Three European standards bodies have meanwhile written to the Cabinet Office warning its policy is untenable, and the International Standards Organisation is preparing to take the same, unprecedented step of interjecting directly.
The row is emerging over a technocratic definition of systems interoperability standards and the seemingly innocuous Cabinet Office promise to create a level playing field for open source software in public procurement.
But the policy is far more significant, being central to government’s pledge to halt expensive government IT failures, break the stranglehold big IT businesses have over the public purse, and create opportunities for small, local firms in a world dominated by US software monopolies. It is also a vital element of the Big Society reforms.
The government wants open standards of interoperability to replace the proprietary software application interfaces that software companies use as a technocratic means of protecting their markets. It has proposed an open computing infrastructure in which competing systems, or entities such as Big Society service providers, can be swapped in and out without proprietary data protocols deciding who can and cannot participate.
Juan Carlos López Agüí, chairman of the Joint Presidents’ Group (JPG) of European ICT and electronics standards bodies CEN, CENELEC and ETSI, wrote to Cabinet Office minister Francis Maude on 4 May, warning that its ICT policy would isolate the UK from the rest of the world’s system of standardisation.

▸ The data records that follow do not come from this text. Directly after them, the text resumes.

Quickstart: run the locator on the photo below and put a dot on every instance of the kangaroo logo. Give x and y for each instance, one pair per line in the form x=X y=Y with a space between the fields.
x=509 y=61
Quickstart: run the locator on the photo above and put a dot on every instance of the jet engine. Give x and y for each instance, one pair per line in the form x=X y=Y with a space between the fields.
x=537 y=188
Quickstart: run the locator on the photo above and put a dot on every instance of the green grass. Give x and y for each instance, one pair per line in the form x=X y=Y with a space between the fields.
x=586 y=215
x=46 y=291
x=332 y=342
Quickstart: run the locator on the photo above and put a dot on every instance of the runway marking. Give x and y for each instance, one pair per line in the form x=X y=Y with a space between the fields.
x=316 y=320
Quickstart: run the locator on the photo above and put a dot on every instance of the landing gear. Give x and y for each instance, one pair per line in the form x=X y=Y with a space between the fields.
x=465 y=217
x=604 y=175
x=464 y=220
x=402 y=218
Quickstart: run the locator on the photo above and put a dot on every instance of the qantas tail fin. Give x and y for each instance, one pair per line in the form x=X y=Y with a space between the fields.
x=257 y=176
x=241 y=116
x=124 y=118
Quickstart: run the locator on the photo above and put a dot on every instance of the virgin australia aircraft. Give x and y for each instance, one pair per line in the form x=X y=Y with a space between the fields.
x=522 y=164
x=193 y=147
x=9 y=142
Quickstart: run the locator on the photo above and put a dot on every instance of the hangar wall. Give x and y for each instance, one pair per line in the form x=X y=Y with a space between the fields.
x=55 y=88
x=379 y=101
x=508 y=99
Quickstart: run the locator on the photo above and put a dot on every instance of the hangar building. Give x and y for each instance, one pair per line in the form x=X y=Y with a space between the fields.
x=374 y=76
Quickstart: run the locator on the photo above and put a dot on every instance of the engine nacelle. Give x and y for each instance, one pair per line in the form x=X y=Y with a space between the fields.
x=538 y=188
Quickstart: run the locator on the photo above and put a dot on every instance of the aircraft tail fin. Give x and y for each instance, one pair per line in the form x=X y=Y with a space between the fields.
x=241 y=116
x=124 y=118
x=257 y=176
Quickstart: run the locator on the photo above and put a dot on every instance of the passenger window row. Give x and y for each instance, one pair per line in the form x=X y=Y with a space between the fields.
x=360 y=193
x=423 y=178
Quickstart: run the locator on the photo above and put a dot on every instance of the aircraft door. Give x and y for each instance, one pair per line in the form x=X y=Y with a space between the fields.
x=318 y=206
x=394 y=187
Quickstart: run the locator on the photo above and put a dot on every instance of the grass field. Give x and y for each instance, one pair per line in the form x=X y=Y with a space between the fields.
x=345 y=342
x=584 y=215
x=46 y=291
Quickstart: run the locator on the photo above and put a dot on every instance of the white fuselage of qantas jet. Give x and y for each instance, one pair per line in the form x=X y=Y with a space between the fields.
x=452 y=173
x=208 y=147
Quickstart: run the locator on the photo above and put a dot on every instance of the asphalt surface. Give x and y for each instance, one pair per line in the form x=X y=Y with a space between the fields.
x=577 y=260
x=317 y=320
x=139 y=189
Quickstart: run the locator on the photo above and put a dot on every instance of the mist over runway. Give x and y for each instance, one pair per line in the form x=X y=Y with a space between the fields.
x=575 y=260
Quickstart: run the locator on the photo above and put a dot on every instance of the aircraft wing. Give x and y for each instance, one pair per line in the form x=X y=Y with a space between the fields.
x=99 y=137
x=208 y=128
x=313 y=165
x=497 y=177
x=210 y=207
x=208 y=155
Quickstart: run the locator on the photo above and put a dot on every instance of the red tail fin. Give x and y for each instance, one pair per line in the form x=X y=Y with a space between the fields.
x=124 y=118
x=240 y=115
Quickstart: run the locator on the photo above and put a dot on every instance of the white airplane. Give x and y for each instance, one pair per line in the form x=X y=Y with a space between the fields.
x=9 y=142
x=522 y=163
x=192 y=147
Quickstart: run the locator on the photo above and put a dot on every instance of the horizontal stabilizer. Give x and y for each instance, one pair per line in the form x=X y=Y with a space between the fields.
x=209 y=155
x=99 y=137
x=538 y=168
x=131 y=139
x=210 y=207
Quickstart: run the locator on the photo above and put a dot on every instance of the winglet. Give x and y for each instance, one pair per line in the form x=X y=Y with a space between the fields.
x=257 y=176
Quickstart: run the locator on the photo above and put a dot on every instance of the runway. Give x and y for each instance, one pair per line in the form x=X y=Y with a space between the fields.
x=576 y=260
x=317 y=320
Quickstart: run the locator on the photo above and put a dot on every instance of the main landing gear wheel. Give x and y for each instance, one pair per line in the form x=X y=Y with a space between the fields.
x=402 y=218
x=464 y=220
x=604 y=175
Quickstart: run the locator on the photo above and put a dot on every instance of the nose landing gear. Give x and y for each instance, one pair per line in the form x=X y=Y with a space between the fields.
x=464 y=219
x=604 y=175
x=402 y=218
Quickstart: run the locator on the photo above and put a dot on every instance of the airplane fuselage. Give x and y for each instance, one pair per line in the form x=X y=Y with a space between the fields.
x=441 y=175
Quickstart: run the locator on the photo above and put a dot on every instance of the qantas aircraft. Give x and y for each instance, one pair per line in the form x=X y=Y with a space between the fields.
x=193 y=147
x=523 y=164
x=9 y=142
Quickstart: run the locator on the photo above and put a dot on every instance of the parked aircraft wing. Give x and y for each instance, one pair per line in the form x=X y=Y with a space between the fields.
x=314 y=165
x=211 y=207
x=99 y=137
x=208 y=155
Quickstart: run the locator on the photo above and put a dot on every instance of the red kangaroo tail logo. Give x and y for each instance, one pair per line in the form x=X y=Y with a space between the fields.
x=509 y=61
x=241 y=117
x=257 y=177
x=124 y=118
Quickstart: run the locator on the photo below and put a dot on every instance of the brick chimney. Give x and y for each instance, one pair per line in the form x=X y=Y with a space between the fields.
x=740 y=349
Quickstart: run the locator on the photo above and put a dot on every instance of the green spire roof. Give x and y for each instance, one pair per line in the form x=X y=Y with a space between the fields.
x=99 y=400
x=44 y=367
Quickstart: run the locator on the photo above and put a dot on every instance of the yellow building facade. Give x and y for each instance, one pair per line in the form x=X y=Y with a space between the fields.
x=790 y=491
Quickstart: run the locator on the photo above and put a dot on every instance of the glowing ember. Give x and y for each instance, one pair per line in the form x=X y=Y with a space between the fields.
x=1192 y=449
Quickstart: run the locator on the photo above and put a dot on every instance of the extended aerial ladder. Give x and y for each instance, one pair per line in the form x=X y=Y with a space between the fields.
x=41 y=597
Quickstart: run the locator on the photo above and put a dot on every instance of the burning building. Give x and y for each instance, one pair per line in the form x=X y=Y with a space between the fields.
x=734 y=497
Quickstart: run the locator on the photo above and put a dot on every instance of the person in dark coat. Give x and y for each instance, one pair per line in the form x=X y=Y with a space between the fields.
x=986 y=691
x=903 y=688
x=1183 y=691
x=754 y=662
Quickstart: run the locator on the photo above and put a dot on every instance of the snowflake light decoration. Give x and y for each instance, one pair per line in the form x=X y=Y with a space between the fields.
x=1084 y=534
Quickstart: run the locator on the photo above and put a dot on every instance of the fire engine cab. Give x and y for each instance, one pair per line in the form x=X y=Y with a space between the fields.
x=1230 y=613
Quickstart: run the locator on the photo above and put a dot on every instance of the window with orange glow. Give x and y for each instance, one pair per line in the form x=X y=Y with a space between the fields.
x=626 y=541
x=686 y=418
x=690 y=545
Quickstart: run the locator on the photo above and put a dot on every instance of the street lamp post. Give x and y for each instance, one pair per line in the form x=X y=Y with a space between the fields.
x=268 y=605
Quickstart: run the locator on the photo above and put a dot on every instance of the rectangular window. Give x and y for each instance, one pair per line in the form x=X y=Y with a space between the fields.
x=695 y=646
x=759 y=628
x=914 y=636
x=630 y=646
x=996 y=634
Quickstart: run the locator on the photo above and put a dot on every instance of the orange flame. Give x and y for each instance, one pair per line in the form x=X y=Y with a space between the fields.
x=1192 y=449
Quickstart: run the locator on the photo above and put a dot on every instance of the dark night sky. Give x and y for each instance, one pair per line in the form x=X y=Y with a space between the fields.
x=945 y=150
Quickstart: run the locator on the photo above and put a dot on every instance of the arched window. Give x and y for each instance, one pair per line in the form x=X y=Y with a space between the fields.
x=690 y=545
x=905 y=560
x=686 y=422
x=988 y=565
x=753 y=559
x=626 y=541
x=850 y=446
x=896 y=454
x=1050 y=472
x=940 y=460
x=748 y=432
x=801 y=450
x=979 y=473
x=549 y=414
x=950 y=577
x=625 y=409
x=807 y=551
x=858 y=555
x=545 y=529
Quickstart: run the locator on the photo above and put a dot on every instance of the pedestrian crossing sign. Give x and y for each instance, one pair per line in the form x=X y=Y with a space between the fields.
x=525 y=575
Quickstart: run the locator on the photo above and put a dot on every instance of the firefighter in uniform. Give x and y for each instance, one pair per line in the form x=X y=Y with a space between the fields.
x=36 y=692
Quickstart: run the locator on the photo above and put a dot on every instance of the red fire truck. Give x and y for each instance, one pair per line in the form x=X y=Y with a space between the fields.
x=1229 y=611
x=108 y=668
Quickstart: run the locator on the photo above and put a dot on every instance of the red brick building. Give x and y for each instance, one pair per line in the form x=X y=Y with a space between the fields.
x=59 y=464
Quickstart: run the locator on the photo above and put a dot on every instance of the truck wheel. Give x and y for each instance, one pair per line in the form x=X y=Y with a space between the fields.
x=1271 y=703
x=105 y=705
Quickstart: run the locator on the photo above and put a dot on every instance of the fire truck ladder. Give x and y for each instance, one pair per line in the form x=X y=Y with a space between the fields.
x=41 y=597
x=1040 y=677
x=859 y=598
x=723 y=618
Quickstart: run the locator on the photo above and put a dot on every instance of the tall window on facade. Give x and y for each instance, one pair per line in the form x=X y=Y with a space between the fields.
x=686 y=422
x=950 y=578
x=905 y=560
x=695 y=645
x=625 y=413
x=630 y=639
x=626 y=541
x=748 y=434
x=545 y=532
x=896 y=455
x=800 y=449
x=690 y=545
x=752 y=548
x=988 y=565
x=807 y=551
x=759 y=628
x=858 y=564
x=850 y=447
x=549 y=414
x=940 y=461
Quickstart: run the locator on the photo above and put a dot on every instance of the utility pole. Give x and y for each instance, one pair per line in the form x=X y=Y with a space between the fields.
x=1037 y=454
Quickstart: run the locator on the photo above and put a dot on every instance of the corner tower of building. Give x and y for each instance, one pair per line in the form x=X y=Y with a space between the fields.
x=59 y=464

“The definition of “open standards”…used by the UK government, is on a road towards excluding standards from the majority of the most important standards bodies…from being used in UK public procurement,” said the JPG chairman.
“This belief is based on the fact that the definition refers exclusively to standards that have intellectual property made irrevocably available on a royalty-free basis,” he said in the letter, obtained by Computer Weekly.
The letter fingered a Cabinet Office Procurement Policy Note of 31 January which decreed government should purchase systems using open standards that comprised only of royalty-free intellectual property.
David Bell, who as head of external policy leads BSI relations with government and international bodies, said if the government tried to reference international standards in its systems without paying royalties, “it would break quite a number of international conventions”.
“If the Cabinet Office were to follow through and say that all the standards they reference, including British standards and international standards, have to be made available free of charge, we will be kicked out of the international standards-making community,” said Bell.
The open systems movement is striving to prevent rights holders damning information flows by claiming royalties on data protocols.
Gerry Gavigan, chairman on the Open Source Consortium and member of a BSI ICT standards committee at the centre of the furore, said: “If you charge royalties for a standard, are you a cartel? If you require to use a standard and you have to pay money to play, that feels so much like a cartel to me.”
Andy Updegrove, a Boston lawyer specialising in standards, said the UK was one of a number of countries refusing to relinquish the royalty-free interoperability principle despite the European Commissions’ retreat under intense lobbying from rights holders.
The EC erased the royalty-free clause from its European Interoperability Framework last year, putting it in line with the preferences of large software companies and international standards bodies. It had introduced the clause in 2004, the same year it prosecuted Microsoft for preventing competitors accessing proprietary interfaces used its market-dominating software.
The motivation of UK ICT policy was illustrated last year when Bristol City Council gave up trying to use alternatives to Microsoft Office because it was impossible to operate without using proprietary Microsoft document standards. It has committed to buying Microsoft instead.
Liam Maxwell, councillor for the Royal Borough Council of Windsor & Maidenhead, told a meeting of the British Computer Society’s Open Source Group last night how the Big Society envisioned service providing units being swapped like cassettes.
“It will only work if we have a set of standards,” said Maxwell, who co-wrote Conservative technology policy.
A Cabinet Office spokeswoman said the open standards policy was “not set in stone” and the UK definition of an open standard had been up for consultation since it invited the public to complete a survey on the matter in February.
A BIS spokesman said in a written statement:” BIS is aware of the Cabinet Office documents relating to the use of Royalty Free open standards for government ICT procurement and note their views in this regard.”